Ombudsman Vladimir Lukin has called for the government to acknowledge that 22,000 Poles executed in Katyn forest and elsewhere by Josef Stalin’s henchmen in 1940 were victims of political purges — if relatives don’t sue.
“We’ve got to put an end to it through complete transparency and the refusal of material claims,” Lukin said Friday, Interfax reported.
He said Russia must declassify and hand over to Poland all documents concerning the killings, which have strained Russian-Polish relations for decades.
“We must publish all the data we have once and for all,” he said.
Thousands of members of the Polish military and elite were executed in the Katyn forest after the Soviet Union invaded Poland in World War II. Moscow blamed the executions on Nazi Germany, which took over the area in 1941, but the State Duma acknowledged last year that the killings were done by the Soviet secret service NKVD on Stalin’s order.
Nevertheless, Russia has not formally recognized the slaughter as political repression.
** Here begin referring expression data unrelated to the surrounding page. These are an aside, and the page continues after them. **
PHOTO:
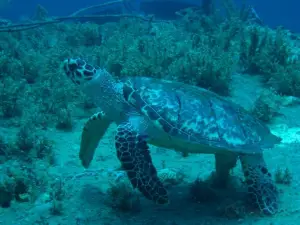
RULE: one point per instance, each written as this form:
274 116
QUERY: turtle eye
72 66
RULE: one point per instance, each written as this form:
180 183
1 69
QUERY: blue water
272 12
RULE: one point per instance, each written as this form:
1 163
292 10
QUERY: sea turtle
175 116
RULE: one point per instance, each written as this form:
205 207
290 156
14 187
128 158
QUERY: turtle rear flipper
93 131
133 152
261 188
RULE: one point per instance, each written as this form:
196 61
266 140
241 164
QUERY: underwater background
247 52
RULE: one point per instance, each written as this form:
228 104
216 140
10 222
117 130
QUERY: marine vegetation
203 47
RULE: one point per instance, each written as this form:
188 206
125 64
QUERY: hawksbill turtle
175 116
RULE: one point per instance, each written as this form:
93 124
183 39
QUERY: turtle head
79 71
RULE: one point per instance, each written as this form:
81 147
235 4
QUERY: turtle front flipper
261 187
93 131
133 152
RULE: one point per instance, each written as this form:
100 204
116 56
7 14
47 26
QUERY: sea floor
86 190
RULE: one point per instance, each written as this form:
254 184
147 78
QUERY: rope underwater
73 16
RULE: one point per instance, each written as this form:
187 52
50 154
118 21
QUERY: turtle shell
197 115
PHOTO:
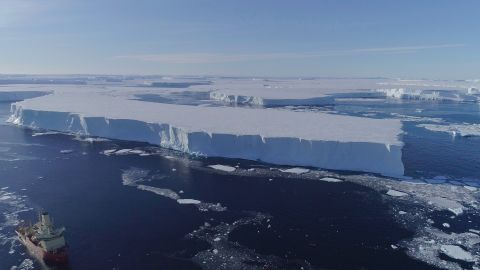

The Military Prosecutor General’s Office closed an inquiry in 2004 and classified its reasons for doing so.
Many Soviet documents on the issue also remain secret, although Moscow began to declassify them following a political thaw prompted by the Katyn tragedy last year when Polish President Lech Kaczynski died in a plane crash en route to the forest.
In all, 148 of 183 volumes on the Katyn killings have been handed over to Poland, Prosecutor General Yury Chaika said Thursday, without elaborating why the rest remain under wraps and whether they might eventually be released.